9) É manifesto que tal solução tem de ser liminarmente afastada.
10) Em face da fundamentação contextual integrante do próprio acto – no caso, o RIT - o Tribunal não pode substituir-se à AT e ir ponderar se o acto pode ser sancionado com distinta fundamentação ou, como no caso, distinta argumentação jurídica (cf. Acórdão do STA DE 28-10-2020 – Proc. 02887/13.8BEPRT).
11) Ou seja, o acervo dos fundamentos e argumentos a esgrimir em sede de impugnação terão que ser os que constam expressamente do RIT, não podendo o Tribunal ir mais além do que ali ficou dito ou exigido.

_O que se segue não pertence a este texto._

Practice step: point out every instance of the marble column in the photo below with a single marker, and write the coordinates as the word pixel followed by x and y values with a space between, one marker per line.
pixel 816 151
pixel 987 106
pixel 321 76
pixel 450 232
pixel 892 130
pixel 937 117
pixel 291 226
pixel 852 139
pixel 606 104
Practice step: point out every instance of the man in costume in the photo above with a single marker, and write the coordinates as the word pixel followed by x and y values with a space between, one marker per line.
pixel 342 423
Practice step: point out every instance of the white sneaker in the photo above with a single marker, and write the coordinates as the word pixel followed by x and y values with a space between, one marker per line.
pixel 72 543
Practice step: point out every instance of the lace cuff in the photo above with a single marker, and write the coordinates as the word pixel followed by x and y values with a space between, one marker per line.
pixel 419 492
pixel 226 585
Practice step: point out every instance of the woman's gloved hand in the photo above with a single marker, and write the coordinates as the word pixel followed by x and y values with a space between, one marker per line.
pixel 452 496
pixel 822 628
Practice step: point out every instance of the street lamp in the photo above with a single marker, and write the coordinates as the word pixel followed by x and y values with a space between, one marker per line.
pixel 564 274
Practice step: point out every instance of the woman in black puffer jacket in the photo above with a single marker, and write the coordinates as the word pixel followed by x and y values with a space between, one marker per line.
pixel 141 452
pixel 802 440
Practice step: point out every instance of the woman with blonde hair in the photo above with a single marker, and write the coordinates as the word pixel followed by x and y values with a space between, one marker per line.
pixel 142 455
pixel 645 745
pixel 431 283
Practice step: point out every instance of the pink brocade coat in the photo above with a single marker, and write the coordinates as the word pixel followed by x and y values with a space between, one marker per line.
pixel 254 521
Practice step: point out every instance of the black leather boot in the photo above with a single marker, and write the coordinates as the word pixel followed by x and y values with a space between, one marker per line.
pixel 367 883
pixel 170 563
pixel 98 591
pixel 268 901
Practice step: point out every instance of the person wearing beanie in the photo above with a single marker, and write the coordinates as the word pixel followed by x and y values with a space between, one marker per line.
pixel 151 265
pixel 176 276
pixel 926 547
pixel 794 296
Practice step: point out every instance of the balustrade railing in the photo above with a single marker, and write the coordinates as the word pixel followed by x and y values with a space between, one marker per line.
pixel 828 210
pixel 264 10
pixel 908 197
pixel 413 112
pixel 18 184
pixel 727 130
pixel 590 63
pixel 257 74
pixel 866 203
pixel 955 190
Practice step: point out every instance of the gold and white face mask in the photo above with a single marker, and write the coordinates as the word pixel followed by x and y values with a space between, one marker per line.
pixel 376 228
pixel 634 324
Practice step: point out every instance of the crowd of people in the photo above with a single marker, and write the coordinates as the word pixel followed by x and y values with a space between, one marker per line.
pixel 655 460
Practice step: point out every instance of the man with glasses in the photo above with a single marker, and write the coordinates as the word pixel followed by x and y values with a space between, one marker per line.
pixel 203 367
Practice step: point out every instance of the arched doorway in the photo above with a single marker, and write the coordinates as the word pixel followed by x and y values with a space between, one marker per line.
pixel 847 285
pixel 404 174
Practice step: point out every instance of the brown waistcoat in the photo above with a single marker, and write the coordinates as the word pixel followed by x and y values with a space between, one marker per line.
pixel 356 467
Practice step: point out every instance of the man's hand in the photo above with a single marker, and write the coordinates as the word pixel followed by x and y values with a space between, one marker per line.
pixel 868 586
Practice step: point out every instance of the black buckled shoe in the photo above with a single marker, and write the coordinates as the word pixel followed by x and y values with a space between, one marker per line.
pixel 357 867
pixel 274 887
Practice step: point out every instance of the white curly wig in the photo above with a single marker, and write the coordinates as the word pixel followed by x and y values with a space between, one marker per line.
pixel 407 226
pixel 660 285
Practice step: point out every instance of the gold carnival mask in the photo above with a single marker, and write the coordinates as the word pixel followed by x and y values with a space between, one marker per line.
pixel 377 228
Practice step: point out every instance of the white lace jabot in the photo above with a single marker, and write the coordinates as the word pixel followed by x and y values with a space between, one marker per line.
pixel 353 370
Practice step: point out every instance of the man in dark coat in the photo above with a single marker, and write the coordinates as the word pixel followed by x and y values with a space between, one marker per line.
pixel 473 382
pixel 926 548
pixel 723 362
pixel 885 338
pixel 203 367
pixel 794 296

12) Em suma, ao Tribunal competia apreciar da legalidade da aplicação do artigo 18º, n.º 9 do CIRC, não podendo substituir-se à AT aceitando, eventualmente, a aplicação do disposto no artigo 45º, desde que a impugnante fizesse a demonstração quantitativa das menos-valias sofridas (ambos os artigos nas redacções vigentes à data dos factos).
13) A liquidação, por via administrativa, das sociedades em que a recorrente detinha participação social, implicou necessariamente uma menos-valia, na medida em que aquela viu abatido o seu activo e, consequentemente, o seu capital próprio, diminuído.
14) Decorre literalmente do n.º 3 do artigo 45 º do CIRC que, contrariamente ao que conclui a Mma. Juiz a quo, não são nele incluídas apenas as situações de transmissão onerosa de participações sociais, mas muitas outras como a amortização com redução de capital – como ocorre na liquidação de sociedades – ou outras perdas componentes do capital próprio.
15) Sobre a aplicação do artigo 45º, n.º 3 do CIRC às situações de mais ou menos-valias pela transmissão de participações sociais ou de perdas efectivas decorrentes da sua amortização, já o STA se debruçou amiúde. Diga-se, aliás, que nessas decisões não estava sequer em causa a aplicação daquele dispositivo legal, mas apenas determinar se era de aplicar, ou não, aos casos em concreto, a limitação de 50% decorrente da sua aplicação (veja-se, a título de exemplo, o Acórdão do STA de 10-11-2021 – Proc. 02410/14.7BELRS).
16) O que o aresto - e todos os outros - diz é que, sendo de aplicar o disposto no n.º 3 do artigo 45º, não se aplica a limitação nele prevista quando estão em causa participações sujeitas ao mercado regulado, situações em que não se justifica a aplicação dos 50% previstos naquele dispositivo legal, que existe para limitar situações de abuso e de evasão fiscal.
17) Donde se conclui forçosamente que à recorrente, pelo necessário enquadramento no n.º 3 do artigo 45º do CIRC, teria de ser aplicada a limitação dos 50% nele prevista.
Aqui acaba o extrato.